Notes - Trigonometric Identities

Angle Sum and Difference

Sine cross and same sign, cosine cross and opposite sign.

• sin(a+b)=sin(a)*cos(b)+cos(a)*sin(b)

• sin(a-b)=sin(a)*cos(b)-cos(a)*sin(b)

• cos(a+b)=cos(a)*cos(b)-sin(a)*sin(b)

• cos(a-b)=cos(a)*cos(b)+sin(a)*sin(b)

• tan(a+b)=(tan(a)+tan(b))/(1-tan(a)*tan(b))

• tan(a-b)=(tan(a)-tan(b))/(1+tan(a)*tan(b))

Product to Sum

Multiplying the same function results in cosine, with sine setting everything to negative. Multiplying different functions results in sine, with positive sign unless cosine is first.

• sin(a)*sin(b)=-1/2*[cos(a+b)-cos(a-b)]

• cos(a)*cos(b)=1/2*[cos(a+b)+cos(a-b)]

• sin(a)*cos(b)=1/2*[sin(a+b)+sin(a-b)]

• cos(a)*sin(b)=1/2*[sin(a+b)-sin(a-b)]

Sum to Product

Sine is crossing, while adding cosine is similar. Whatever that means. First function first.

• sin(a)+sin(b)=2*sin((a+b)/2)*cos((a-b)/2)

• sin(a)-sin(b)=2*cos((a+b)/2)*sin((a-b)/2)

• cos(a)+cos(b)=2*cos((a+b)/2)*cos((a-b)/2)

• cos(a)-cos(b)=-2*sin((a+b)/2)*sin((a-b)/2)

Double Angle

• sin(2*a)=2*sin(a)*cos(a)

• cos(2*a)=(cos^2)(a)-(sin^2)(a)

• cos(2*a)=2*(cos^2)(a)-1

• cos(2*a)=1-2*(sin^2)(a)

• cos(2*a)=(1-(tan^2)(a))/(1+(tan^2)(a))

• tan(2*a)=(2*tan(a))/(1-(tan^2)(a))

Half Angle

(sin^2)(x/2)=(1-cos(x))/2

(cos^2)(x/2)=(1+cos(x))/2

(tan^2)(x/2)=(1-cos(x))/(1+cos(x))

Limits Approaching 0

Generally, sin(x)=x for small x. However, automatically substituting that is often counterintuitive, so we use these identities to avoid that.

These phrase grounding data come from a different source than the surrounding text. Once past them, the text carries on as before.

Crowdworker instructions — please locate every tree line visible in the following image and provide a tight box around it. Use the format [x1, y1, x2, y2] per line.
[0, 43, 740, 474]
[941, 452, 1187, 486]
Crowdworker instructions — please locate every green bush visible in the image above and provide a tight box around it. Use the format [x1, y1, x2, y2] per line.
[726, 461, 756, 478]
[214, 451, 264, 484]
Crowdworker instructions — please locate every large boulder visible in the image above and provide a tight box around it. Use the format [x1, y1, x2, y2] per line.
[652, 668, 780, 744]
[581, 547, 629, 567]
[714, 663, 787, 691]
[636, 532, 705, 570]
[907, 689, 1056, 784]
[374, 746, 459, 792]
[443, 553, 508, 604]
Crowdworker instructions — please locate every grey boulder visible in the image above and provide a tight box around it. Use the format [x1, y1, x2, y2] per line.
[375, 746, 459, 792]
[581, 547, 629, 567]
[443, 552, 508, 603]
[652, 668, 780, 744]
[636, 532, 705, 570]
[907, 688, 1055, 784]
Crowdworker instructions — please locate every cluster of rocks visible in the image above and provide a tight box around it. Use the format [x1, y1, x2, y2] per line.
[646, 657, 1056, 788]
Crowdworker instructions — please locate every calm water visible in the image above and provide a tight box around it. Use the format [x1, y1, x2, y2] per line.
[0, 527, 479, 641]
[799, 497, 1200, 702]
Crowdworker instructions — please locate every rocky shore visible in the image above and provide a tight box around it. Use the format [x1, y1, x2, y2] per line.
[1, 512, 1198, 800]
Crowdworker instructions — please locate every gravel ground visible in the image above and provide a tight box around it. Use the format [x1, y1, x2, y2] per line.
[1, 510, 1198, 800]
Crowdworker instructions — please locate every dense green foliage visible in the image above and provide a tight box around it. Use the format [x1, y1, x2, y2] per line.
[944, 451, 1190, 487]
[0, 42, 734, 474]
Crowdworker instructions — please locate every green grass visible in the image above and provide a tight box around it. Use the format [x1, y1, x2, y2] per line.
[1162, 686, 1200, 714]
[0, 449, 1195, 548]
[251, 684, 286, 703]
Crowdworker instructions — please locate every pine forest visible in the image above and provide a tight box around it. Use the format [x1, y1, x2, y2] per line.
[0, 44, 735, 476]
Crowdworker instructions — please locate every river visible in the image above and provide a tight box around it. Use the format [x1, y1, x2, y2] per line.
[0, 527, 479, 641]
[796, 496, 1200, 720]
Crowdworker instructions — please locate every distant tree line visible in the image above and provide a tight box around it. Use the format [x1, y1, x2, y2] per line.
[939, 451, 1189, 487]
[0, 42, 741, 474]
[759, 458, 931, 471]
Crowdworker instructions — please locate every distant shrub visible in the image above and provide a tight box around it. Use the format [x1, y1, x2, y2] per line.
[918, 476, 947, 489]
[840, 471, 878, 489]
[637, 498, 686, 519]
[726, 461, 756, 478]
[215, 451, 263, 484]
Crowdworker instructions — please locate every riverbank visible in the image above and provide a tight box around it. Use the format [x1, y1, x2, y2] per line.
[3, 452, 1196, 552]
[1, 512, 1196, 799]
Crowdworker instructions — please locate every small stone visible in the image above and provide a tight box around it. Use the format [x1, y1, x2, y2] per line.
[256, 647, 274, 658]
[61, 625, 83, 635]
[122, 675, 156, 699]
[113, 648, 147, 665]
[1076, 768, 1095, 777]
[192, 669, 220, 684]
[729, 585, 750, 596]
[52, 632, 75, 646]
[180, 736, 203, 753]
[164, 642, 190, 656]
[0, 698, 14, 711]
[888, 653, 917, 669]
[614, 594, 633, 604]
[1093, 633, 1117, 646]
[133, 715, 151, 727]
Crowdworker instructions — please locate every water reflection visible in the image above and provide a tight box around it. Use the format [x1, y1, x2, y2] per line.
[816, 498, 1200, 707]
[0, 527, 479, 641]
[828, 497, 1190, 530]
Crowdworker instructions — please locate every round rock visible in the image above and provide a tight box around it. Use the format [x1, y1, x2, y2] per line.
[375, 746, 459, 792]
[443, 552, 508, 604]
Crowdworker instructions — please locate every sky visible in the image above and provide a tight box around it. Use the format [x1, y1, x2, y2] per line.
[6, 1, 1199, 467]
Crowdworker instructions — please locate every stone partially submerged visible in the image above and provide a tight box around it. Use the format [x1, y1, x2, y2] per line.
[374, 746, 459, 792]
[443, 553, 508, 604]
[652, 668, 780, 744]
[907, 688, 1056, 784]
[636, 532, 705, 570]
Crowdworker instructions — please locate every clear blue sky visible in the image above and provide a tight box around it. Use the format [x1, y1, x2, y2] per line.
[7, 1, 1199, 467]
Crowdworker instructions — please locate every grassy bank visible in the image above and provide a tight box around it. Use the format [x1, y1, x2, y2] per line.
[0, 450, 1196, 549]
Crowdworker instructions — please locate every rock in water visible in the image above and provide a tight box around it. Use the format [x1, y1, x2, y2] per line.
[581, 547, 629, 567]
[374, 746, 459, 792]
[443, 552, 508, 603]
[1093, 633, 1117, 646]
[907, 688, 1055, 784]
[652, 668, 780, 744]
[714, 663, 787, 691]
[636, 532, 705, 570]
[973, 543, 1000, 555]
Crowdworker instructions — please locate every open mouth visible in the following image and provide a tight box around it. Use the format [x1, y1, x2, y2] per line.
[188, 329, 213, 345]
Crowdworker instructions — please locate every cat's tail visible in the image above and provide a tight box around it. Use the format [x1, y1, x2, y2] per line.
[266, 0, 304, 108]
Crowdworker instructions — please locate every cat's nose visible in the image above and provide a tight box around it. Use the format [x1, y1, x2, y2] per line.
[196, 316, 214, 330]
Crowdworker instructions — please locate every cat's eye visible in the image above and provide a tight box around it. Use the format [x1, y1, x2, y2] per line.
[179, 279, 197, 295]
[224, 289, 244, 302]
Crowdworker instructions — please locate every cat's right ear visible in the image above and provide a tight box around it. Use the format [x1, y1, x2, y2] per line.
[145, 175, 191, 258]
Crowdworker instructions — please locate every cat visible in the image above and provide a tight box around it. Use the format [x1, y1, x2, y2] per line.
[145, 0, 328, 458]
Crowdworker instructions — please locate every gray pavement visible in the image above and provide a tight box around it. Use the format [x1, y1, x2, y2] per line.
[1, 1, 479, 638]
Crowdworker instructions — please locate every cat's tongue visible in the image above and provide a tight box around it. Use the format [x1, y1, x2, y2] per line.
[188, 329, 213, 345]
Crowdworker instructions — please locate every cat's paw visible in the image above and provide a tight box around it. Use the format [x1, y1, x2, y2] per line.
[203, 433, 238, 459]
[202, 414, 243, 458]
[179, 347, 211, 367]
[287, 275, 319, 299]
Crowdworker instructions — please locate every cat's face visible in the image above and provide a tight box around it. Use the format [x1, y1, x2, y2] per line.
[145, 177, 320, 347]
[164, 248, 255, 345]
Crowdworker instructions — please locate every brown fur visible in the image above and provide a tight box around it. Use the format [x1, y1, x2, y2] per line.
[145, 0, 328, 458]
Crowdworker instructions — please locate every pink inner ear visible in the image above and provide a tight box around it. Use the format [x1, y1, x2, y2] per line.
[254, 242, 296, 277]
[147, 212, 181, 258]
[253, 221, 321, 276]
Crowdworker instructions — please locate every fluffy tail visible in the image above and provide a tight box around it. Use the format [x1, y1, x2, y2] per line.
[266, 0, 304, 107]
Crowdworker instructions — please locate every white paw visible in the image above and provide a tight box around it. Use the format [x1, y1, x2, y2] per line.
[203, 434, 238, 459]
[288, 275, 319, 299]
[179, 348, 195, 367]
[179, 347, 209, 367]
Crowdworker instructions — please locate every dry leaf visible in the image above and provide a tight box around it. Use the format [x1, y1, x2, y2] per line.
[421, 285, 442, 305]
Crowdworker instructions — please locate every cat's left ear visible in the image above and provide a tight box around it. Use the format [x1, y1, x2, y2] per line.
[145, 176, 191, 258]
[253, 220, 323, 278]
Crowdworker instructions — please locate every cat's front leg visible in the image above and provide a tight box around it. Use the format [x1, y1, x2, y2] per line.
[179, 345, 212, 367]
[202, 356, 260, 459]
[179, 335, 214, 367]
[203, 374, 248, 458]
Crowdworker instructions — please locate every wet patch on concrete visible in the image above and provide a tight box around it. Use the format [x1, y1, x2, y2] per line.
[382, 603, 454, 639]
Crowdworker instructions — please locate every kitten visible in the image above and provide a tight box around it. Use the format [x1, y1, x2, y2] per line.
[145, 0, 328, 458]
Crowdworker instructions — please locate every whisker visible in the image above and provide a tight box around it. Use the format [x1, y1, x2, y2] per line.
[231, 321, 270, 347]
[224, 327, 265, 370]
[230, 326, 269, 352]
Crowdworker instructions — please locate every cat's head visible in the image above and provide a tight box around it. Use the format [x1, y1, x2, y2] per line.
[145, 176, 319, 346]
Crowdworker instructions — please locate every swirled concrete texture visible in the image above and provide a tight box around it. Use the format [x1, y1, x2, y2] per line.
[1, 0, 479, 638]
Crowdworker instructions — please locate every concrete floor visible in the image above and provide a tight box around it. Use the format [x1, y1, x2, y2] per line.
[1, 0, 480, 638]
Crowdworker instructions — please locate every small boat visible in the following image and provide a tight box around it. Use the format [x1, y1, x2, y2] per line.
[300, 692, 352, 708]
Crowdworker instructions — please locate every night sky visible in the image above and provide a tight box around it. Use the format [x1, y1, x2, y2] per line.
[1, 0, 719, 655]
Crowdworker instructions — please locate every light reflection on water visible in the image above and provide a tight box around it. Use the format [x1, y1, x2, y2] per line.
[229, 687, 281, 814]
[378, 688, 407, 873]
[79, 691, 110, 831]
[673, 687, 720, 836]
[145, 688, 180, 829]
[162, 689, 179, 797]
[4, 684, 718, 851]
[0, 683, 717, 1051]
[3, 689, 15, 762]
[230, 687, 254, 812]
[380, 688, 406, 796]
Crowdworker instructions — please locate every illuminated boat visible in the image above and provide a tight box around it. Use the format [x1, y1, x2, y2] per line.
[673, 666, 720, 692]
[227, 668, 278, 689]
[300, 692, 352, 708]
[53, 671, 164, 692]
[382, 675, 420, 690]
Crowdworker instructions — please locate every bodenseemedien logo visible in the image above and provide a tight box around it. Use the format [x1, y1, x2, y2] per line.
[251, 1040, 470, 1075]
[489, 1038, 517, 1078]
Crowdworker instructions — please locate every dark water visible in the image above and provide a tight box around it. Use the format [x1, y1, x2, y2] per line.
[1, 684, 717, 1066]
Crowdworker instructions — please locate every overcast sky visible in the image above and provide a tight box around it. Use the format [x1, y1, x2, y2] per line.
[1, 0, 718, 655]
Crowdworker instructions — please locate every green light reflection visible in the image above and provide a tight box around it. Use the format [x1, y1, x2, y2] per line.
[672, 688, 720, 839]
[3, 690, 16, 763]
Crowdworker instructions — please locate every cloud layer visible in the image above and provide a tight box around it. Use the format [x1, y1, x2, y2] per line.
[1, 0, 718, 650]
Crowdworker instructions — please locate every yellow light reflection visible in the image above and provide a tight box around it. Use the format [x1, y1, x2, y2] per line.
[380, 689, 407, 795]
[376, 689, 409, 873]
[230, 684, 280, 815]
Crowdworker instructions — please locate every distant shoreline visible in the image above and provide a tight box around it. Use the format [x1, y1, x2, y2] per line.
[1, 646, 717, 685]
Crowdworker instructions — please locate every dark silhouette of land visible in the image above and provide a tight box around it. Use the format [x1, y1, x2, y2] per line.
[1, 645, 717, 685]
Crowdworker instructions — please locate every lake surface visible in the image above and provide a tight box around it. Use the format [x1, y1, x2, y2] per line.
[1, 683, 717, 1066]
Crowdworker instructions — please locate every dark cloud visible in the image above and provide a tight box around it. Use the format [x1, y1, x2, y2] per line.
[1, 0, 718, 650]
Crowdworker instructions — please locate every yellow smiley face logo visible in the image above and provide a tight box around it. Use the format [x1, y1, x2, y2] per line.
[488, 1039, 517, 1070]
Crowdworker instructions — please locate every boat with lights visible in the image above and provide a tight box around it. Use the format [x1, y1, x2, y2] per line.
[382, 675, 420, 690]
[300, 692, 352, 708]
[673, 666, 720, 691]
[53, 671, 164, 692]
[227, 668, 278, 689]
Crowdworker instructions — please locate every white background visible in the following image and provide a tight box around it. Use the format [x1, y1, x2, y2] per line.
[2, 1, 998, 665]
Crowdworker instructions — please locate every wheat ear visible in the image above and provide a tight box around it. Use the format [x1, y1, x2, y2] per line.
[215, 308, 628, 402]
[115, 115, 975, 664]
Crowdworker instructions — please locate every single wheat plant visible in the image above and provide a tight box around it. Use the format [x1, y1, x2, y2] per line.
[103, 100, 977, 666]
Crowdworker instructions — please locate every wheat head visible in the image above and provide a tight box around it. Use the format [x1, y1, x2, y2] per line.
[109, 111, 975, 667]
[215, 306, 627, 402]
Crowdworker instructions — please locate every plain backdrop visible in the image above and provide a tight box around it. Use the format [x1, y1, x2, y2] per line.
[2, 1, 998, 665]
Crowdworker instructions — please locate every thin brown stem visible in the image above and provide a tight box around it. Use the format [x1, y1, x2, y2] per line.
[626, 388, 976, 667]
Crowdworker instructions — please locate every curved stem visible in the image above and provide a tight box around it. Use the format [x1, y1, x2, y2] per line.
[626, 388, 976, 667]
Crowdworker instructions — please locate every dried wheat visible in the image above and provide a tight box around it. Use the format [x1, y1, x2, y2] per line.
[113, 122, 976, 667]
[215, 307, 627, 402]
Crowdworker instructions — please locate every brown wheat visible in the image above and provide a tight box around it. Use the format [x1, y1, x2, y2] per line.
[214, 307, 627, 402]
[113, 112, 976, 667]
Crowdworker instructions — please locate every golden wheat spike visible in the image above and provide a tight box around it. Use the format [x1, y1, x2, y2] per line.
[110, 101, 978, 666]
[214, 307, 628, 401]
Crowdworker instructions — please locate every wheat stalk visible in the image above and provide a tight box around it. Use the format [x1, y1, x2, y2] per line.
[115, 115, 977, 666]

(lim_x→0)(sin(a*x)/(b*x))=(lim_x→0)((a*x)/sin(b*x))=a/b

(lim_x→0)(tan(a*x)/(b*x))=(lim_x→0)((a*x)/tan(b*x))=a/b

(lim_x→0)(sin(a*x)/tan(b*x))=(lim_x→0)(tan(a*x)/sin(b*x))=a/b

Harmonic Addition

a*cos(x)+b*sin(x)=k*cos(x-α)

a*cos(x)+b*sin(x)=k*sin(x+β)

k=√(,a2+b2)